TEMEL OLARAK SERMAYE HARCAMASINA BAĞLI BELLİ BİR BÜTÇE ESNEKLİĞİ
Raporda, sermaye harcamasının belediye bütçelerinin önemli bir kısmını kaplıyor olmasının gelir tarafı üzerindeki takdir yetkisinin kısıtlı olmasını ve operasyon harcamalarına ilişkin esneklik sıkıntısını kısmen hafifletmekte olduğu kaydedildi.
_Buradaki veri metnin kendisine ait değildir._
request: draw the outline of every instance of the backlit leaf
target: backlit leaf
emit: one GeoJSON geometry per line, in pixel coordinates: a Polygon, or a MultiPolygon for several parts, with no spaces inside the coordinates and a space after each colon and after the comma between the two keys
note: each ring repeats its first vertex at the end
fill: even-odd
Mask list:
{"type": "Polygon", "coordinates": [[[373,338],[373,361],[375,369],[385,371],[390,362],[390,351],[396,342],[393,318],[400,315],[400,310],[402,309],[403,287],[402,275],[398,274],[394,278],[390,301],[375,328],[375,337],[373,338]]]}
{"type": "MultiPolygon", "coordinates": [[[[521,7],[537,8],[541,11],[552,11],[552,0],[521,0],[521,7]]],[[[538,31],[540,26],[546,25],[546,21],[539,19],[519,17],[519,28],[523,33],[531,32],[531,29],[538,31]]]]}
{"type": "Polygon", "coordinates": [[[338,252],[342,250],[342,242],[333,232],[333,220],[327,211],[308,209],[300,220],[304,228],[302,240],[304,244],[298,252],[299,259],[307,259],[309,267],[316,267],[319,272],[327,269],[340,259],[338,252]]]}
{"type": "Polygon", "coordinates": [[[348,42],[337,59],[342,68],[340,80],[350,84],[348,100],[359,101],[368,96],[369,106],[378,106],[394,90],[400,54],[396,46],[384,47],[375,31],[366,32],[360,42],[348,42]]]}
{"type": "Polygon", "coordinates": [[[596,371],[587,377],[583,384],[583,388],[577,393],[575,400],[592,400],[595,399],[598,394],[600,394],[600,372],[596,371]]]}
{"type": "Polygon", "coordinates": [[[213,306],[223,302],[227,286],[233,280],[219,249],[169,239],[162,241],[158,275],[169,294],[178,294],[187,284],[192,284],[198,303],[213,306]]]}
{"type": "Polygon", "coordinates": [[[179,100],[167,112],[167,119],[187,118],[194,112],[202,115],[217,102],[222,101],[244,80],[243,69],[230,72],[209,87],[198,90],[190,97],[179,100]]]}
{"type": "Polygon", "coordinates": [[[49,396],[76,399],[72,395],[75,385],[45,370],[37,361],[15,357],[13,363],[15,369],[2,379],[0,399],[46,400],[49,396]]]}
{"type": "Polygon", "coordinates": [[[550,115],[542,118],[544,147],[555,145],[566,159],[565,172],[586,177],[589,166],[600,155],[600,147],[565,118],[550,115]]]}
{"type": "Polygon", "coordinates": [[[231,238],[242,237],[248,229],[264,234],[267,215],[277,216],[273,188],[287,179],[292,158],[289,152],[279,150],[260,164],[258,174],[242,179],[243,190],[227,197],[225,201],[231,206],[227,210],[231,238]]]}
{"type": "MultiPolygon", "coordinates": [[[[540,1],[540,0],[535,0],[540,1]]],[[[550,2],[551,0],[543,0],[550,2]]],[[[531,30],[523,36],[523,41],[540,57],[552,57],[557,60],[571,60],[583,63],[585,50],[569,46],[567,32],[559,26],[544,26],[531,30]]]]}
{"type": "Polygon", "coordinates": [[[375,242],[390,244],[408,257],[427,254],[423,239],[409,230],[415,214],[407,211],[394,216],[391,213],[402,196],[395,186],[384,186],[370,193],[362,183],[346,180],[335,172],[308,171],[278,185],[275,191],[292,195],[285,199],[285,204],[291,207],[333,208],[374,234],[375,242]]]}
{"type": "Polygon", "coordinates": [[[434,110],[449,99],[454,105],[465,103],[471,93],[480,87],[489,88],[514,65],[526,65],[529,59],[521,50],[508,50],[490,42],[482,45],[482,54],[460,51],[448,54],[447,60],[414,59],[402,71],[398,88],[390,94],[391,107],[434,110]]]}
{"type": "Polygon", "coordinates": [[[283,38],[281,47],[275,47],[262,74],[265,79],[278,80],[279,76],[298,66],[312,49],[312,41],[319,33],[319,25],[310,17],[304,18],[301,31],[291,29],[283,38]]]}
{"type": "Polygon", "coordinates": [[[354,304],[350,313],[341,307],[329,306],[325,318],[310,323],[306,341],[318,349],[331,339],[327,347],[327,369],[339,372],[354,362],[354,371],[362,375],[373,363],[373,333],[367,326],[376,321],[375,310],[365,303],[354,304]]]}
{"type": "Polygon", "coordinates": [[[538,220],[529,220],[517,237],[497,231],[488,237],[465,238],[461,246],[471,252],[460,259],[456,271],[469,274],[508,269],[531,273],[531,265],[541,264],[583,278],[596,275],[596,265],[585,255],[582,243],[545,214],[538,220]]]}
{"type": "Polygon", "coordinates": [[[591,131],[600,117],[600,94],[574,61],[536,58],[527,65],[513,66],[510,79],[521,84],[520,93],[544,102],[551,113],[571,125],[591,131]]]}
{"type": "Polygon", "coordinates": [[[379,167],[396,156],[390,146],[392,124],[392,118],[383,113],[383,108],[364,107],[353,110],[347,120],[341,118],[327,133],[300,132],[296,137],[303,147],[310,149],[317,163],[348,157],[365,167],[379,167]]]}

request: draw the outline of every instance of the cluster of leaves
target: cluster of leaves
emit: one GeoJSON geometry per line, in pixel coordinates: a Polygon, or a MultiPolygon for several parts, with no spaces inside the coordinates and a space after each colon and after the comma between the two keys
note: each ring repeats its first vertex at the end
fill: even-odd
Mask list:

Gerçekten de sermaye harcamasının ya da yatırımların mali baskının yönetilebilmesi için ertelenebileceği ve yeniden takvimlendirilebileceği belirtilen raporda, ancak bazı durumlarda büyük yatırımların ertelenmesi ve/veya yeniden takvimlendirilmesinin güç olabileceği, ayrıca kriz dönemlerinde altyapı yatırımlarının genelde mali teşvik paketlerinin önemi bir parçasını oluşturduğu ifade edildi.
Bunun aksine, yatırımlara ilişkin olarak girişken politikalar izlemenin nakit rezervlerinin azalmasına ve borçlanmaya yönelinmesine neden olabileceği anlatılan raporda, bu durumun finansman maliyetinin yüksek olduğu ve likidite şartlarının sıkı olduğu bir zamanda endişelere yol açabileceği belirtildi.
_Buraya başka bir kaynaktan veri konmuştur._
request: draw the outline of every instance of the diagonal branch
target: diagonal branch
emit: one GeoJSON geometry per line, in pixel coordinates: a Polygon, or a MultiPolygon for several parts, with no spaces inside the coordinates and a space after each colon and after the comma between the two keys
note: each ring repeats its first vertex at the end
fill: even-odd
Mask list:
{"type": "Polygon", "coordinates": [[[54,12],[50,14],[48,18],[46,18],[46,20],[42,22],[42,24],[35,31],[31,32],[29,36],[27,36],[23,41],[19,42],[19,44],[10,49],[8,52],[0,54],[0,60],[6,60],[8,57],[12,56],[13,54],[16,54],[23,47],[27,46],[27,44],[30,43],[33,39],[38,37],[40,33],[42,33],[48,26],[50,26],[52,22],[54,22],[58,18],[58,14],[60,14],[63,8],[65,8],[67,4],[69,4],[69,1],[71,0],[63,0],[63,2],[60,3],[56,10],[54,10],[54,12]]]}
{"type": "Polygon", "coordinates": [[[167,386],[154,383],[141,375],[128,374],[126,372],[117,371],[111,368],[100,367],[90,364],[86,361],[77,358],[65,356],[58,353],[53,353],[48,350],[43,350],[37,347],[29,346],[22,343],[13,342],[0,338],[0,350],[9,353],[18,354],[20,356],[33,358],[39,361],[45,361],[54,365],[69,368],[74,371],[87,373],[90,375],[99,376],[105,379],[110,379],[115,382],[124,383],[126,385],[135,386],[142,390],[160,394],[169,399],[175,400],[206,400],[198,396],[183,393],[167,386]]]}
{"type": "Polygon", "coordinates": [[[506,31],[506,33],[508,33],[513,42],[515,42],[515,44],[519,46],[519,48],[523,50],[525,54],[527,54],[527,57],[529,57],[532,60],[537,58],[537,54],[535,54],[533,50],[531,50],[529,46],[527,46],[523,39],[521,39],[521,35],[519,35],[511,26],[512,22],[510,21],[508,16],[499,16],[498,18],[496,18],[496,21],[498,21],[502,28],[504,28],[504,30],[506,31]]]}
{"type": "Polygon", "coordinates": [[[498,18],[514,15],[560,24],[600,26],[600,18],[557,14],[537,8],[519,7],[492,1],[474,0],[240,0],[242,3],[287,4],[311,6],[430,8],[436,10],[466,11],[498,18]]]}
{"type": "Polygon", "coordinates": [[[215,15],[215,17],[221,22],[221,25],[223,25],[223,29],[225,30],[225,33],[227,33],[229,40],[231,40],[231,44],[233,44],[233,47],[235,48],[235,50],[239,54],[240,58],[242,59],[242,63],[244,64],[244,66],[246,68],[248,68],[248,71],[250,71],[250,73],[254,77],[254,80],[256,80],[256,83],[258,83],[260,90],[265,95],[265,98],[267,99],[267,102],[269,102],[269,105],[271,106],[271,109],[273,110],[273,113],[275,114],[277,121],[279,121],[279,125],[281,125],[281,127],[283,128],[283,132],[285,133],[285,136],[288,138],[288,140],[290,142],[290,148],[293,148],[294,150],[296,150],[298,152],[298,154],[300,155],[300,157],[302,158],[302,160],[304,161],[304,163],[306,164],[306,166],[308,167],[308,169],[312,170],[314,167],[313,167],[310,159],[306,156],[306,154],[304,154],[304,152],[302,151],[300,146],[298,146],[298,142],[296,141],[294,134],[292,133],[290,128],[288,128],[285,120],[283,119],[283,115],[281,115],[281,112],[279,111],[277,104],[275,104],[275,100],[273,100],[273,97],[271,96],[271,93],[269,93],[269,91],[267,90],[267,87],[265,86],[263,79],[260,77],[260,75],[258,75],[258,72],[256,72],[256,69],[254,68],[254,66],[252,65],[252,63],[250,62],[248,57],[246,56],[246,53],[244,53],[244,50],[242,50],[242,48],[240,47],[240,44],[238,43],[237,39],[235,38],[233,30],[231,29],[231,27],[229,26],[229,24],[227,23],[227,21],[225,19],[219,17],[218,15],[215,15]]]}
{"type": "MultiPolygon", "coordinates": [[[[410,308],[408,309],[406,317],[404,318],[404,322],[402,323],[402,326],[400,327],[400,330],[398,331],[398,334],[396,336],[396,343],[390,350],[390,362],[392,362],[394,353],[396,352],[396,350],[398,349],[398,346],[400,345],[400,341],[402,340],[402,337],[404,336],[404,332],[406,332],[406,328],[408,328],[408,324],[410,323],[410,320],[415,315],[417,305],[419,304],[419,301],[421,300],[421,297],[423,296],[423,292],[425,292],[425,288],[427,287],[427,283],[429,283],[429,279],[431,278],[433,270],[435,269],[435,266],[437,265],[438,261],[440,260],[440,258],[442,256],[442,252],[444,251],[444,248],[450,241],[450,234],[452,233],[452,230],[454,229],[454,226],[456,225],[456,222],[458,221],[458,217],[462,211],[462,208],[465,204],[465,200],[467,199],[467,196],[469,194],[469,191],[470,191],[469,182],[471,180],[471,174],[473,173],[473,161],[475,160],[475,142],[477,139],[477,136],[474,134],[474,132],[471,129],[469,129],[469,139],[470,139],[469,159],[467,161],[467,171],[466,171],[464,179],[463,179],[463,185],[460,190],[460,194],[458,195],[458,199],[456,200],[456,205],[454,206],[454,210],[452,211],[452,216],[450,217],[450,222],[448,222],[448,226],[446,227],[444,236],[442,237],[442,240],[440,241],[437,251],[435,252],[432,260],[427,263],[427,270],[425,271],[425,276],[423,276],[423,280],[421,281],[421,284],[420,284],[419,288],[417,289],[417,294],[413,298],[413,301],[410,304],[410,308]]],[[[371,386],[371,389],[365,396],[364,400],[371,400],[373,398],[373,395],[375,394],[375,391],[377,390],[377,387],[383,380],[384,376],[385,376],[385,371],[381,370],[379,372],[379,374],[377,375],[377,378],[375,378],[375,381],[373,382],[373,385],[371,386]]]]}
YABANCI PARA BİRİMİNDEN FİNANSMANA SINIRLI ERİŞİM
Küresel krizin ilerlemesiyle birlikte yatırımcıların riskten daha fazla kaçar hale geldikleri ve yabancı sermaye akışları ciddi şekilde düştüğü ifade edilen raporda, şöyle denildi:
“Bu durum yabancı para biriminden borçlanmalarda ek faizlerin artmasına, borç verme şartlarının sıkılaşmasına ve vadelerin kısalmasına neden oldu. Bu gelişmeler para biriminde yaşanan değer kaybıyla birlikte yabancı finansmana ilişkin borç hizmeti maliyetlerinin birden artmasına neden oldu. Bu zor şartların bu yıl içerisinde hafiflemesi pek mümkün görünmüyor.
Geçmiş yıllarda, uzun vadeli yerel finansmanın mevcut olmayışı Türkiye;deki belediyelerin (özellikle büyük belediyelerin) yatırımları için bankalardan ve çok uluslu kuruluşlardan yabancı para birimi üzerinden borç almaya yönelmesine neden oldu.”